The first case in point is evident in the collective attempt by ordinary online users to cripple government websites by overloading their capacity to host visitors simultaneously to show their opposition to the single gateway "initiative".
The government was lucky the cyber-attack was meant as a symbolic protest. The damage was limited only to loss of face for some senior executives.
What the government should learn from the incident, however, is how vulnerable their websites are to attacks, even simple ones by ordinary citizens and not expert hackers.
It might argue that these web pages are there for public services and do not contain classified information. Still, the weak points should not be overlooked.
As opponents to the single gateway idea have pointed out, security in the IT system need not come from a single control point, which may be helpful for content screening but could compromise the system's integrity.
The recent hacking of The Mall Group's database by a group called Lizard Squad is another case that should alert authorities about the need for cybersecurity.
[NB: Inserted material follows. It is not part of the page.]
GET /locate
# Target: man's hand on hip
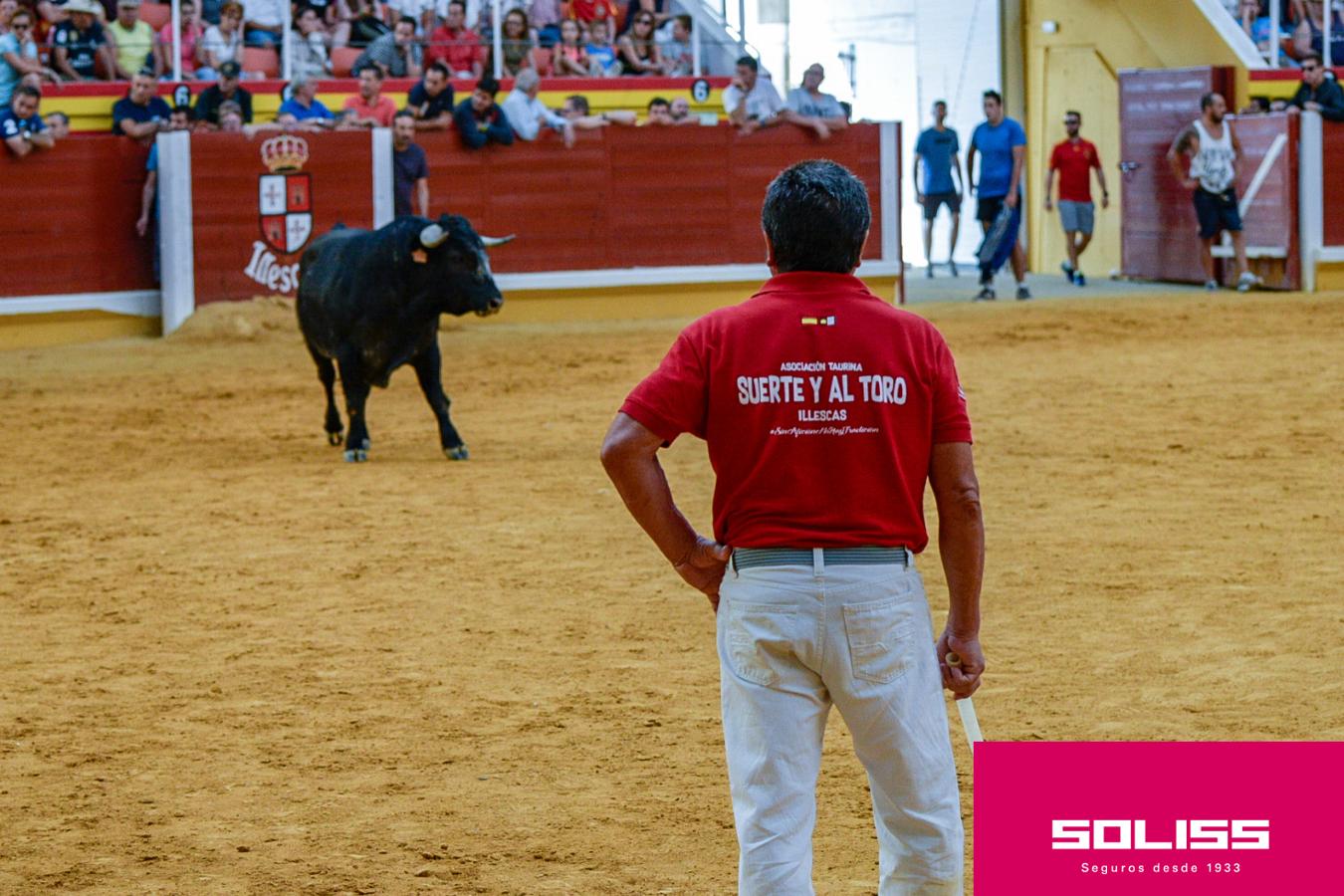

It is comforting that the country has been able to rely on services from the Computer Security Incident Response Team (ThaiCERT) in dealing with computer security incidents since 2000. Still, a 2013 security report by British-based SophosLabs should remind authorities that all is not well.
In the report, Thailand was identified as the third-riskiest country for cybersecurity in Asean. Data from ThaiCERT shows that Thailand has come under more than 3,500 cyber attacks this year, which include more than 900 cases of fraud and more than 800 intrusions.
The government, especially the new Information and Communication Technology minister, should also realise that several other urgent tasks are waiting to be implemented in preparation for the digital economy plan which it committed to the public.
Following the latest cabinet reshuffle, the policy championed by former deputy prime minister MR Pridiyathorn Devakula seems to have been halted.
It is not even clear whether the national digital economy committee, which was set up on an ad hoc basis, is still functional as several of its members were removed during the reshuffle.
There is no disputing that telecommunications infrastructure projects under the digital economy policy should go ahead.
These development projects, including the construction of a national broadband network, creation of national data centres and implementation of necessary laws to support the digital policy, will set the country on a new development path.
The government will receive public support if it pursues projects that harness the power of the internet to enrich people's lives, not deprive them of opportunities.